There was no conceivable explanation for disaster. The plane had left Hibiscus Base with a flight plan calling for a rendezvous with a jet tanker after 3,500 miles of cruising over the Gulf. Its fuel replenished, it would then swing northwest to Salt Lake City and simulate dropping an H-bomb. The people of Salt Lake would know nothing of this macabre experiment, for the B-99 would be at 65,000 feet, out of sight and out of hearing, and would make its bomb run by radar. The contour of Salt Lake, on the radarscope, resembled that of a certain industrial complex locked in a pocket of peaks in the Urals. The crew and plane had accomplished this identical mission without incident a dozen times before. The procedure taxed plane and men to the same extent as an intercontinental bombing mission, come the day.
More than that, there had been no distress calls or warning of trouble. Nineteen minutes out of Hibiscus Base, which lies between Orlando and Tampa, this B-99 had reported that it was at 20,000 feet, on course, speed 550 knots, climbing towards its most efficient ceiling of 55,000, with everything normal. After that, silence—nothing. It was the mystery that annoyed General Keatton. Once, a long time before, he had led his shattered air division back to England with forty-two B-17’s missing from his formations.
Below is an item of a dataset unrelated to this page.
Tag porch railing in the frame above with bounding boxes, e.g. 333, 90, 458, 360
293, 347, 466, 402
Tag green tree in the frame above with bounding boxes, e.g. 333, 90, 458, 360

But he knew what had become of them. He had seen. This way, it was different. Long after it was officially announced that the search had been called off (it would have been cruel to keep the families in suspense because of a million-to-one hope) Keatton kept an air-sea rescue squadron quartering the Gulf. And the Air Force quietly offered a five thousand dollar reward to any fisherman or shrimper who could bring in a bit of wreckage, no matter how minute.